1. Das Versagen des Jihad
in Algerien
Nachdem sich Sowjet 1989 aus
Afghanistan zurückgezogen hatten, waren etwa 10.000 arabische Freiwillige, die
mit den afghanischen Aufständischen gekämpft hatten, ohne Ziel. Unter der
Führung und Leitung von bin Laden bauten sie ein geheimes Netzwerk bewaffneter
Aktivisten in verschiedenen Ländern auf. Ihr erstes Ziel war Algerien, dessen
Armee 1991 mit einem Staatsstreich gegen die in den Wahlen siegreiche Partei,
die ”Islamische Heilsfront”, nach der Macht griff.

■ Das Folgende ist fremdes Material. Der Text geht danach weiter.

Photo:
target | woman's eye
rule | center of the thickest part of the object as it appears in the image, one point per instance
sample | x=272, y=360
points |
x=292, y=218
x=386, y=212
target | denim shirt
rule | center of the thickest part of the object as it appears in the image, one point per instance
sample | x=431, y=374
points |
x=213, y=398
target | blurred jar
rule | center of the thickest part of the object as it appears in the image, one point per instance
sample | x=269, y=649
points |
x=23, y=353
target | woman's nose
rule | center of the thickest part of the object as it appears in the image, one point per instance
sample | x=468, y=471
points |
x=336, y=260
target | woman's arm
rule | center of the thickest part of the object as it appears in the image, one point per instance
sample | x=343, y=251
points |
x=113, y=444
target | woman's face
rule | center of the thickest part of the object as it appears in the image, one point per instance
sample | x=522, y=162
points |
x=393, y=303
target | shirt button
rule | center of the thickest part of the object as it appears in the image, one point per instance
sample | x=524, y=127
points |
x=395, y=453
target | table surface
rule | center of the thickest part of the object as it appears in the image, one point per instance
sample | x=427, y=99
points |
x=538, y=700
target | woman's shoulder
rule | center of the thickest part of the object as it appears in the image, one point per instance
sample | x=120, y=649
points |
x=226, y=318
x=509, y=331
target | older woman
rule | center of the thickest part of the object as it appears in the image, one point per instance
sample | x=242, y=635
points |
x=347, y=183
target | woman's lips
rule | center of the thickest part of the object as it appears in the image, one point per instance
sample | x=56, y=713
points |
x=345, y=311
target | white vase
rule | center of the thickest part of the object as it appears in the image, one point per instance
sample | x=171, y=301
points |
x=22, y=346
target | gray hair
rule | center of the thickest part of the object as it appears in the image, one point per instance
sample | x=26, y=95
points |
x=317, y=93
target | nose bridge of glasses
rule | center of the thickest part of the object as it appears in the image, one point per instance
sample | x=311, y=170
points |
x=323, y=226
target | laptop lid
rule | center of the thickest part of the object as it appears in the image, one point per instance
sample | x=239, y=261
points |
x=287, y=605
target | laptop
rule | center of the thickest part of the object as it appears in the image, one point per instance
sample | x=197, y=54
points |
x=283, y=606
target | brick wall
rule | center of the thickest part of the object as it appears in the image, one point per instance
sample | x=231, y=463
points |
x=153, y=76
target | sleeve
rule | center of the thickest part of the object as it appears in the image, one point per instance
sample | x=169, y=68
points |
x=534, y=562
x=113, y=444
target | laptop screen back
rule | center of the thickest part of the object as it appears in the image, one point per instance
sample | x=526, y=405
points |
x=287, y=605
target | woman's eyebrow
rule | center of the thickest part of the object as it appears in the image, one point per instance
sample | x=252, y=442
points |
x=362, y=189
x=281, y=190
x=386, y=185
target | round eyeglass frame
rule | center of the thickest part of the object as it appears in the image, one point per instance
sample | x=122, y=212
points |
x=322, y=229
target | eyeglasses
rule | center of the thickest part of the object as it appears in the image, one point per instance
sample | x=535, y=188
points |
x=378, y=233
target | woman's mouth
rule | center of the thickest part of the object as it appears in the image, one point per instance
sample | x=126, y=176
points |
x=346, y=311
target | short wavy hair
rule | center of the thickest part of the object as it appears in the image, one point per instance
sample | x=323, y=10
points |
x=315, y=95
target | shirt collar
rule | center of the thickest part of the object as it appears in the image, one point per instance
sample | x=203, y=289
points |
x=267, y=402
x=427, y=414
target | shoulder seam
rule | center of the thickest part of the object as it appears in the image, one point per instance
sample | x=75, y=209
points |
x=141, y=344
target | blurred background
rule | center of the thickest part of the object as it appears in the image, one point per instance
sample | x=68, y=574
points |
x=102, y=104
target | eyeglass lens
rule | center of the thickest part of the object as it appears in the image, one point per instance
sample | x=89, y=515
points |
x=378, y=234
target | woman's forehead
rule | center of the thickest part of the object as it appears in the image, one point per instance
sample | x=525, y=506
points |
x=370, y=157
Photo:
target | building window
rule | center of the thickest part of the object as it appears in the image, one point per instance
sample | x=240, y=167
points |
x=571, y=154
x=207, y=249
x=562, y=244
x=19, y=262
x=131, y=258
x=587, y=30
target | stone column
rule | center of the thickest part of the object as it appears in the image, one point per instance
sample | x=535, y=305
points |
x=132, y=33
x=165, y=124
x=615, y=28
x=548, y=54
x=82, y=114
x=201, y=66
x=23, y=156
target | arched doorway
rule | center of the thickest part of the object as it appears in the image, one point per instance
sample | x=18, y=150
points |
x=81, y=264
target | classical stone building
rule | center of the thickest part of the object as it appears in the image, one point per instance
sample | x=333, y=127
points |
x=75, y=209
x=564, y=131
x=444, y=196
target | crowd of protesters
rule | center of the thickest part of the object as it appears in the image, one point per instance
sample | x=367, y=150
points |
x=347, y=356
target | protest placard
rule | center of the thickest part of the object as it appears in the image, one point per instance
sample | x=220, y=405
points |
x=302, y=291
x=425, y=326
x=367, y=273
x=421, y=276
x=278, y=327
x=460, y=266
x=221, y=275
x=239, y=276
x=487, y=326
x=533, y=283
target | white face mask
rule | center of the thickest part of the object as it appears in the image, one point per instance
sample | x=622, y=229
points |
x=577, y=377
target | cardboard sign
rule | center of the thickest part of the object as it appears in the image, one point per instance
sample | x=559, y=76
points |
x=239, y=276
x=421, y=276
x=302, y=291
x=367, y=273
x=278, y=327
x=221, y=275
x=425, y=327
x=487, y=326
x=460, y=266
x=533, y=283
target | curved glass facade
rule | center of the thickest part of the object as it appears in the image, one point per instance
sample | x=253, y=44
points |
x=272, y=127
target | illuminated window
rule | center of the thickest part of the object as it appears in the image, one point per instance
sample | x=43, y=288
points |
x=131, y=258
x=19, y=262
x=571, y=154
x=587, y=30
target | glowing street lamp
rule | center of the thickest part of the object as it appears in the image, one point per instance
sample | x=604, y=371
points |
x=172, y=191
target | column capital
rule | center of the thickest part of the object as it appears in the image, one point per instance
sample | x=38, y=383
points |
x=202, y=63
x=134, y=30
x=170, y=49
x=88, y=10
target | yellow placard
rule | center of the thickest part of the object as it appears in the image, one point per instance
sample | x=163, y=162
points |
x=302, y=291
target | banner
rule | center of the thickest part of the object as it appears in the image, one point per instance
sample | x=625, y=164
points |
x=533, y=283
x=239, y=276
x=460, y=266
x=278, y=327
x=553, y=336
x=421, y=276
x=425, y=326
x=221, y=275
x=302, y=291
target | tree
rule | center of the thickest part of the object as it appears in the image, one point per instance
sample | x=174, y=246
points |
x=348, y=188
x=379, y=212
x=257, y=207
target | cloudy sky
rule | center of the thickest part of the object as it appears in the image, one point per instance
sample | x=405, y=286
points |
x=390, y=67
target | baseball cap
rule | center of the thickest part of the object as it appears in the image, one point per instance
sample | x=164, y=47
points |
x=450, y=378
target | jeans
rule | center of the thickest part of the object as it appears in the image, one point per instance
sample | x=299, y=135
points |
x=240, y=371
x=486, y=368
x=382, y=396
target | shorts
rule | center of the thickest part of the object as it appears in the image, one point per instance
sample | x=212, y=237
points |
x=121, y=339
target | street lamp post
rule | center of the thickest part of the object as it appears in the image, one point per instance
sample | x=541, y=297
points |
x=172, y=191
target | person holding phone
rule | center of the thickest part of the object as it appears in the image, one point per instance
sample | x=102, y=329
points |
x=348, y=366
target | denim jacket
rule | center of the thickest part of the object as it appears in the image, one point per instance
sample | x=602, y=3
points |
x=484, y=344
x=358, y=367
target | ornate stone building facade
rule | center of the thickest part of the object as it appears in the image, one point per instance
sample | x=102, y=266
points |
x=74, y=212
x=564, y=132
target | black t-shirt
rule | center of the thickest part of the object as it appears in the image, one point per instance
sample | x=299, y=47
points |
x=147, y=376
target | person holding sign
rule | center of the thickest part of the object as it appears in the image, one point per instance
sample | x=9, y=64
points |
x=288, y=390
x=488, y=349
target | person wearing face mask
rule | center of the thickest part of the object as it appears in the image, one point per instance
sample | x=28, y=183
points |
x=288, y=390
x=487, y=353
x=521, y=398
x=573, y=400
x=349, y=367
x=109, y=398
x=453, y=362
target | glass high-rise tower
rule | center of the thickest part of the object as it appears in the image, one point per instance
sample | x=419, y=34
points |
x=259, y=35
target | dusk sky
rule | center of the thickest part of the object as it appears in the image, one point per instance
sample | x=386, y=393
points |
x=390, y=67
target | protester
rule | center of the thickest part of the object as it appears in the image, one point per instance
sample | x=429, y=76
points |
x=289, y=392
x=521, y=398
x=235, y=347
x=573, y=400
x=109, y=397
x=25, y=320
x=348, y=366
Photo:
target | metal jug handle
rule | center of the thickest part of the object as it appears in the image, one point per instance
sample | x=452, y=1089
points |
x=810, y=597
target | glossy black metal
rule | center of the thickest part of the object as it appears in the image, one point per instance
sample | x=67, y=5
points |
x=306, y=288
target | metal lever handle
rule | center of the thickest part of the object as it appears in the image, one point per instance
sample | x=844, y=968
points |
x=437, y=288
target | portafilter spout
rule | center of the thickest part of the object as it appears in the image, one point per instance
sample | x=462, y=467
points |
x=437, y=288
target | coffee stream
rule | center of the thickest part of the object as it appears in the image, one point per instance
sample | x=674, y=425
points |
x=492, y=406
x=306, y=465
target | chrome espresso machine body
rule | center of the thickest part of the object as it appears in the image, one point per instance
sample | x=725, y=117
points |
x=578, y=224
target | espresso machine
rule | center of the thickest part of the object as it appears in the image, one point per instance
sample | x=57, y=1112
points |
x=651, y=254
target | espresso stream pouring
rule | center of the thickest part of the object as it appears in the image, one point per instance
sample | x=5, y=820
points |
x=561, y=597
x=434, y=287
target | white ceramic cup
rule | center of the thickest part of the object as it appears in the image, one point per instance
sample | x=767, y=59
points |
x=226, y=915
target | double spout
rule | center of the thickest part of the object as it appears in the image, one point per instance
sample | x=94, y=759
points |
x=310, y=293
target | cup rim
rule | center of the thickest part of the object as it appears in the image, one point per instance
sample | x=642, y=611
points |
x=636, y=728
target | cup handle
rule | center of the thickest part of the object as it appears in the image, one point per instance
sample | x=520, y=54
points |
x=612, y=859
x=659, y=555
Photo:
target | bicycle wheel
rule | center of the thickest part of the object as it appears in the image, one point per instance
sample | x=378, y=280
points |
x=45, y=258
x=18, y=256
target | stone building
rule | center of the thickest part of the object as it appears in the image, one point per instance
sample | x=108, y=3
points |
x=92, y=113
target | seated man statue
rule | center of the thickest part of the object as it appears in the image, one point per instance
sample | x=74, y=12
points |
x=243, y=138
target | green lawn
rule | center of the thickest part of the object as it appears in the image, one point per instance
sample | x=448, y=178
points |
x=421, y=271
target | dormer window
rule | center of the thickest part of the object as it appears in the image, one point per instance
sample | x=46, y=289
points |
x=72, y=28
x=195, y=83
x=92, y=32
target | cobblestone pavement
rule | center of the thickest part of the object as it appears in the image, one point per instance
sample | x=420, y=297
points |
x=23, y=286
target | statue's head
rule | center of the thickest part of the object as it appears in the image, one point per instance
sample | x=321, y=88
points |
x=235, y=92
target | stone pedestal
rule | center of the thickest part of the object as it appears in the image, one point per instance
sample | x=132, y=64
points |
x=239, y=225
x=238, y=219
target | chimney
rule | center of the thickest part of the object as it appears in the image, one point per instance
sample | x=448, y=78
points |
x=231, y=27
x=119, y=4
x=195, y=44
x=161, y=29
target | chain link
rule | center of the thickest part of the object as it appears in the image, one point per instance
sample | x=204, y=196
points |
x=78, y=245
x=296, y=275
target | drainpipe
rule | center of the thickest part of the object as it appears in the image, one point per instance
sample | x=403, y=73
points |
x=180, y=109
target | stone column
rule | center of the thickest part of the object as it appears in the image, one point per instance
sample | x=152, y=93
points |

Fünf Jahre später erschien die
GIA, die ”Bewaffneten Islamischen Gruppen, in Algerien. Sie war eine
Angelegenheit bin Ladens. Die GIA riefen den jihad gegen die algerische
Armee und ihre ländlichen Milizen aus. In den darauf folgenden Kämpfen
massakrierten beide Seiten unschuldige Muslims zu hunderten und tausenden. Das
Blut der Zivilisten floss bis in den Herbst 1997, als die Islamische Heilsfront
einen Waffenstillstand verkündete. Die GIA jedoch akzeptierten diesen
Waffenstillsdand nicht und führten ihre terroristischen Aktionen weiter. Dies
führte zu ihrer Isolation und Ablehnung durch die algerischen Massen. (Benramdame.)
2. ... und in Ägypten
Das Schicksal der Jihad-Gruppen
in Ägypten war nicht anders. Ihre terroristischen Akte schafften es nicht, das
Regime zu stürzen. Zunächst versuchten sie ohne Erfolg Regierungsbeamte zu
ermorden. In einer späteren Phase brachten sie Touristen um. Zusätzlich zu der
Zerstörung von Leben führte dies zu einer ernsthaften wirtschaftlichen
Schädigung des Tourismus in Ägypten, der die Hauptquelle für ausländische
Devisen in Ägypten darstellt.
Die Jihad-Kämpfer griffen auch
die Kopten, eine christliche Minderheit in Ägypten, an, um damit religiöse Feindlichkeiten
zu initiieren. Die ägyptische Öffentlichkeit drehte jedoch solch einem
Extremismus den Rücken zu. Statt dessen unterstützte sie die moderateren
islamischen Schulen, die ihrerseits das Bündnis mit dem Regime suchten.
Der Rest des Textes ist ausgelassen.